Senior McKenna Caban was finishing her third-period AP Capstone class on Aug. 13 when the classroom phone rang and she was told to pack up her things and leave. She was being quarantined due to contact with a positive COVID-19 case.

“I was surprised because it was the first week of school but also a bit frustrated because I had to miss classes that day,” Caban said. “I had to email a picture of my vaccine card to [Assistant Principal Catherine] Halbuer so the [Department of Health] could verify my vaccination status.”

Caban was quarantined last spring, but at that point she was not yet vaccinated and had e-learning as a means to stay up to date with school work. But on Friday, after getting her vaccination verified by the school, she was permitted to return to campus on Aug. 16. Under this year’s pandemic procedures, students who can provide proof of vaccination, or prove they had COVID-19 within 90 days and are now symptom-free, do not have to be quarantined.

“In a perfect world, what would be nice is if the DOH could provide us a list of students in our school who meet those two criteria,” Principal Rick Fleming said. “That would be much quicker. Technically speaking, we are not allowed because of HIPPA laws, to divulge information about students. But we are internally making a notation of those students who are vaccinated or have had COVID in the last 90 days, so we can make the process much quicker.”

Senior Lauren Vasquez-Kraft was quarantined during her fourth period humanities class on Aug. 13. While she is vaccinated, Vasquez-Kraft stayed home for a full seven days.

“I had my vaccine card and I sent [a photo to the school],” Vasquez-Kraft said. “And Mrs. Halbuer couldn’t read my card. I went and had it rewritten, but forgot to send the email.”

Vasquez-Kraft was quarantined twice last school year, with one day spent at school in between her quarantines. While this year she said her quarantine was less stressful, she would make some changes to the procedures.

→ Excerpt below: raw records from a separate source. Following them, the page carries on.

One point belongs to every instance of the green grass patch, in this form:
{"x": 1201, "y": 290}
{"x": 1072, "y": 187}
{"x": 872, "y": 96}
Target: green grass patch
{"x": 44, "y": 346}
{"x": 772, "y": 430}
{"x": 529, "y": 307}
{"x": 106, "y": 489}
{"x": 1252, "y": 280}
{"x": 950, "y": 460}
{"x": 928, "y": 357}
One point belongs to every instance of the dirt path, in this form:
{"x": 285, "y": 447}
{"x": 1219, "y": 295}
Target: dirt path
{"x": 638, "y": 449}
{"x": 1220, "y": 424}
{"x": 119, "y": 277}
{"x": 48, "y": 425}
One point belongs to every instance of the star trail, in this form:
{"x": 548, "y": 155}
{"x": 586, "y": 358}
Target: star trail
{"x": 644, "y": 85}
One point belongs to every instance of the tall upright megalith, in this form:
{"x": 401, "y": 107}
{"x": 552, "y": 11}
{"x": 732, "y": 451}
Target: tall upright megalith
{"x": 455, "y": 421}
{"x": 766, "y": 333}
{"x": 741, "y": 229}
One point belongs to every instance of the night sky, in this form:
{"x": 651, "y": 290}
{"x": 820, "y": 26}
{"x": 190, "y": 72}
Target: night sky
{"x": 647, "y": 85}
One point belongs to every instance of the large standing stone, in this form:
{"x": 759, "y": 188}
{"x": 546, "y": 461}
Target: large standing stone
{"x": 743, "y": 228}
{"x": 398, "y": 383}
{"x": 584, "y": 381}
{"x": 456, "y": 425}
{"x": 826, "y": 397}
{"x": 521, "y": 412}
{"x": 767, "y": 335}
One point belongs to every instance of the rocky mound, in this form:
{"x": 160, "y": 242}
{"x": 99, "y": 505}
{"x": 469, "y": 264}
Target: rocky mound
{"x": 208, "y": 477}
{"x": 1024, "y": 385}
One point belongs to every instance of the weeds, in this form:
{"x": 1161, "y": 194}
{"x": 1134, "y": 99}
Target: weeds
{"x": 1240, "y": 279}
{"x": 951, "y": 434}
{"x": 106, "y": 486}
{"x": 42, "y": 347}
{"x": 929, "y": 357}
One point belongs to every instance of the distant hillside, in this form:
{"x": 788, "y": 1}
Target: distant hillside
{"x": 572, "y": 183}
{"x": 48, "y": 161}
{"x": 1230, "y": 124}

“If you have a sibling quarantined, then the other sibling should also be quarantined since they’re exposed at home,” Vasquez-Kraft said.

Additionally, the time frame for quarantine has lowered from 14 days to seven, with students allowed to return to school eight days after being sent home. Contact-tracing procedures have remained the same from last school year: Anyone who has come within six feet to a positive COVID-19 case, for at least fifteen minutes within 48 hours, is told to quarantine. However, the absence of e-learning this school year has proven challenging for the 68 students quarantined as of Aug. 18.

“We are encouraging teachers to use Power Hour and their planning periods to reach out to the students who are quarantined,” Fleming said. “However, we can’t force that upon our teachers. Part of the negotiation and agreement is that we wouldn’t do any e-learning. If a teacher can do it, I will leave that up to their expertise.”

Throughout the course of his educational career, Fleming said he experienced a two-week postponement of school when he worked in Miami during Hurricane Andrew, and experienced mass panic following 9/11, when we “had hundreds of parents checking their kids out” for weeks on end. Now, he said the COVID-19 pandemic is creating disconnect within schools.

“But what I have learned through those experiences, is that our students and our parents and our community are very resilient, Fleming said. “I think a silver lining of this is [that] we will have learned a lot about ourselves.”